И привычно задержал дыхание, утишая приступ рвущей на части боли. Чужое сердце выбрало именно этот момент, чтобы сократиться и подтолкнуть Хиссову смесь, текущую в его жилах вместо крови.
Часть 2. Глава 1. Песни русалок
Темный шер, он как крокодил. Сегодня ест у тебя с рук, а завтра сожрет тебя вместе с перчатками.
С.ш. Энрике Герашан
20 день ласточек, Лес Фей
Шуалейда шера Суардис
— Ты пришла сказать мне «да»? — раздался над поляной властный, полный отзвуков ревущего пламени голос. Прямо из прибрежных зарослей солнечных ромашек.
Шуалейда вздрогнула, в животе похолодело от страха: ширхабом нюханный Бастерхази опять сумел ее обмануть. Спрятался, подкараулил, и она не сумела его почувствовать. Злые боги, как отвратительно быть слабой и беспомощной!
— Нет. Даже не мечтай! — яростно выплюнула она.
По Лесу Фей пронесся порыв ветра, сбивая листья и ломая ветви. Испуганные русалки с плеском ушли под воду.
Проклятье. Опять она не сумела сдержаться.
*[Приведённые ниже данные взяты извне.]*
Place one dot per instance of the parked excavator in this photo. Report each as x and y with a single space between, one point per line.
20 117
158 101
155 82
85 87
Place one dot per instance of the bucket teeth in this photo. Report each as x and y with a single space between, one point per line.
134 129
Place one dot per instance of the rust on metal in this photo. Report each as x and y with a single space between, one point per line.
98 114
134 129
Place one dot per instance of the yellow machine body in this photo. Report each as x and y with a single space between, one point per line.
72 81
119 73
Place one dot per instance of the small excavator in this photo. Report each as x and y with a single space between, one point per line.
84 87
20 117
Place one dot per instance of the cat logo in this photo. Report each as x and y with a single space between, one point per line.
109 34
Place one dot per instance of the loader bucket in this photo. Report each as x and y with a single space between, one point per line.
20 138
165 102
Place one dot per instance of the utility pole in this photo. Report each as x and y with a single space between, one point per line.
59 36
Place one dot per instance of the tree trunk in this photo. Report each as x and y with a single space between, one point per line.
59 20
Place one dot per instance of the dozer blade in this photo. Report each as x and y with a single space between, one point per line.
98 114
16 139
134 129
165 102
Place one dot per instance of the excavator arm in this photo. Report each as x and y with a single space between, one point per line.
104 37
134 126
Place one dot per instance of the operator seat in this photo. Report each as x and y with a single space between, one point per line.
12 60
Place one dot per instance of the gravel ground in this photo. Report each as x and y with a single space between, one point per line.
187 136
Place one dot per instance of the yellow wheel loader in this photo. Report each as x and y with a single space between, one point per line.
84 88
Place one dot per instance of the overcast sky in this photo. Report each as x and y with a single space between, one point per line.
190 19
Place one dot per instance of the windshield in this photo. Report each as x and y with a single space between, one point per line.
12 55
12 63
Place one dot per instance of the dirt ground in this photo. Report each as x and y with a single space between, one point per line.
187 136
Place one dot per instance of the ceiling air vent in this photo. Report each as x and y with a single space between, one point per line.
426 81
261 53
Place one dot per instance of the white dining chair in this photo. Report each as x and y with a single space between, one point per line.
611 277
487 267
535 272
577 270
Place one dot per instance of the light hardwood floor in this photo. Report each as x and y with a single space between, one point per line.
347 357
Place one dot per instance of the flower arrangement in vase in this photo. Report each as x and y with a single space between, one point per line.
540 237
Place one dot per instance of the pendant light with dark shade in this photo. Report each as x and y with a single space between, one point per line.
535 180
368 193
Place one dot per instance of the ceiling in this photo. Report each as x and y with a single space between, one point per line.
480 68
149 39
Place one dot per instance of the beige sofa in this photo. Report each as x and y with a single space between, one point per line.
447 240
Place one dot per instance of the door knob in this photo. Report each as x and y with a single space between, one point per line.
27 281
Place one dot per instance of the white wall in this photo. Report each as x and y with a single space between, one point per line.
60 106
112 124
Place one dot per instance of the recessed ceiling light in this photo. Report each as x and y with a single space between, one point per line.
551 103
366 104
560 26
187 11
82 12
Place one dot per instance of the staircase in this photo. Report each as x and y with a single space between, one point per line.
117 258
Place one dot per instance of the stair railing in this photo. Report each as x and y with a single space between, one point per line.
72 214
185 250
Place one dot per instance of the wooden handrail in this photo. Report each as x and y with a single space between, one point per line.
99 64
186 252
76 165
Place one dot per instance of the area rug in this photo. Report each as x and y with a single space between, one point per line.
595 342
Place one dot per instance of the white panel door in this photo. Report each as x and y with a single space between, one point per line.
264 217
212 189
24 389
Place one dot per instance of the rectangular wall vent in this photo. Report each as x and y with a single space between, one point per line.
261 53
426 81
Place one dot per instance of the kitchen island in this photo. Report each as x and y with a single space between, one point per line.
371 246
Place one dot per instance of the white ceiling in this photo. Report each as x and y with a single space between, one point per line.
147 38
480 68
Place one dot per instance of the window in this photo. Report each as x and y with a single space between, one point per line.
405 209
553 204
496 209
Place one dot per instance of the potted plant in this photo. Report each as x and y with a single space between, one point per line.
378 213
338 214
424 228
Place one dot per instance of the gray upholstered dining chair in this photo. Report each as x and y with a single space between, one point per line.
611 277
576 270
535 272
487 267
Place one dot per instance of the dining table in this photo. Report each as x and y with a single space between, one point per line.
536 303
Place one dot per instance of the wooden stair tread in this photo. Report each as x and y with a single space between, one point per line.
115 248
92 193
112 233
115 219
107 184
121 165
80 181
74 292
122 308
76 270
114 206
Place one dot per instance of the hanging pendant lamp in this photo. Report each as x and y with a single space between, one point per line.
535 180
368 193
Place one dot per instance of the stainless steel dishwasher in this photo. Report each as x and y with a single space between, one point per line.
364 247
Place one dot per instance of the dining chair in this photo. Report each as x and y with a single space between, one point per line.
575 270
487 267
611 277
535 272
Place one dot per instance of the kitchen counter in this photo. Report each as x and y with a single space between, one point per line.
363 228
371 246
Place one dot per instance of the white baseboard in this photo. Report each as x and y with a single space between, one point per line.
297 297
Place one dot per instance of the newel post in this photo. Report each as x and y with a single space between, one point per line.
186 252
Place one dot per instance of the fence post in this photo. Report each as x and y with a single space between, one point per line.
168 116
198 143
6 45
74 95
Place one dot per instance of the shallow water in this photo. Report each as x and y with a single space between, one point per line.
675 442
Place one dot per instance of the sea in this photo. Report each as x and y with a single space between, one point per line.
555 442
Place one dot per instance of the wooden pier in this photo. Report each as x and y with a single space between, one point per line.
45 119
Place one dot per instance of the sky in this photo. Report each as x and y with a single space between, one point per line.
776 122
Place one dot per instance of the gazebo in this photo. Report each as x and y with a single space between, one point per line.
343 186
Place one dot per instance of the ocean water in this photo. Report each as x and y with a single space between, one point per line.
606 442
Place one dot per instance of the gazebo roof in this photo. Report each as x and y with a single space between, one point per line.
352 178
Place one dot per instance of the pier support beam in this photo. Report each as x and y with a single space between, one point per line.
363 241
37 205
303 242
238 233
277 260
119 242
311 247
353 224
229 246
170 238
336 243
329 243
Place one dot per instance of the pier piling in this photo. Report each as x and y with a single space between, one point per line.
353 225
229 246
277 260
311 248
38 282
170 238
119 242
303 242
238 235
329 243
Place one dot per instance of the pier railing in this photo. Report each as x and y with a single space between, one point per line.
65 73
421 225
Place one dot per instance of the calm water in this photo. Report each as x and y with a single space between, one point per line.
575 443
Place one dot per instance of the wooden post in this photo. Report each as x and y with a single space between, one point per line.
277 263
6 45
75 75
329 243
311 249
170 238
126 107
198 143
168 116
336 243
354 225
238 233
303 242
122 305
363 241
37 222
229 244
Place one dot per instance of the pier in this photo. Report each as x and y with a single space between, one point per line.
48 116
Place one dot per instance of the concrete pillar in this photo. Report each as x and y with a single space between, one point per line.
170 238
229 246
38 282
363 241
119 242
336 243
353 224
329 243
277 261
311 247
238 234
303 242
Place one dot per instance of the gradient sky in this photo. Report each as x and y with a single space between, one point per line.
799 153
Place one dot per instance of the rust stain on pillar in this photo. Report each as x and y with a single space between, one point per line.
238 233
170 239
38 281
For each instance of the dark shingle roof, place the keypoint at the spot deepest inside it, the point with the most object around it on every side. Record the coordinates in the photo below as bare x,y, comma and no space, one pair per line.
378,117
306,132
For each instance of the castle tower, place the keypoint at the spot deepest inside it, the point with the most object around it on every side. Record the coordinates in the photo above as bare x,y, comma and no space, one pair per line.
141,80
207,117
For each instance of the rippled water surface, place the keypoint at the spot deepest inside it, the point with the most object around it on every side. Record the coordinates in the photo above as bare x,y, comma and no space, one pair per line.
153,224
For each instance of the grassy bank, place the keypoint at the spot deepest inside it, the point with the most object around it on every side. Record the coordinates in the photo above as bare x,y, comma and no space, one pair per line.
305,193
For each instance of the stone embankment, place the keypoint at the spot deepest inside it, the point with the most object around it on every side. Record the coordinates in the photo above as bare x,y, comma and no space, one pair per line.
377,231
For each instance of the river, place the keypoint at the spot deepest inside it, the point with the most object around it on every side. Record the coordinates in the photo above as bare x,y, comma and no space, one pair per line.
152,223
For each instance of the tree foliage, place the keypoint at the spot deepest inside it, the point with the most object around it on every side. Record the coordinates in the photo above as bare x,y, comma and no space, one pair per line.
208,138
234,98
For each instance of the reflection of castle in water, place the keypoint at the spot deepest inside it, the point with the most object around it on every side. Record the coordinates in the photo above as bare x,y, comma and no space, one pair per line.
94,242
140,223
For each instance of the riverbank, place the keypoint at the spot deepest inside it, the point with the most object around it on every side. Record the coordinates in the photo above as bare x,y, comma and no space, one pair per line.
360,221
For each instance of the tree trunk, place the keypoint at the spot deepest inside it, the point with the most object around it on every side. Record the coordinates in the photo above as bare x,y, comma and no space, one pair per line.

Медленно выдохнув, Шу успокоила взбесившиеся стихийные потоки, выдохнула еще раз и напомнила себе: она пришла сюда не ради убийства, а ради тишины, покоя и света, ради запаха моря и сосен, ради ощущения близости Дайма…
Он был здесь. Он напитал это место своей силой, своей любовью — и потому здесь выросли ромашки. Белые, желтые, розовые и голубые, лиловые и оранжевые, сотни ромашек, из которых ни одна не похожа на другую ничем, кроме запаха.
Моря. Сосен. Мокрого песка. Капельки оружейной смазки.
Запаха Дайма.
Здесь Шуалейда могла хоть на несколько мгновений поверить, что Дайм вернется к ней, что ее безумная сделка с Люкресом не пропала даром.
Здесь было хорошо. До того как сюда заявился Бастерхази.
Тот самый мерзавец, который проклял Кая. Да так хитро, что даже Энрике не сумел обнаружить проклятия. Даже сама Шуалейда!
Она сутками напролет штудировала древние фолианты, посвященные разным видам проклятий. Изучила тысячу их разновидностей, откопала самые странные и дикие, проверила Кая сотней разных способов. И ничего не нашла. Ни единого следа. Ни крохотной зацепки. Любой бы на ее месте отступился, плюнул и списал изменения в характере Кая на стресс, пубертатный период и прочая, прочая.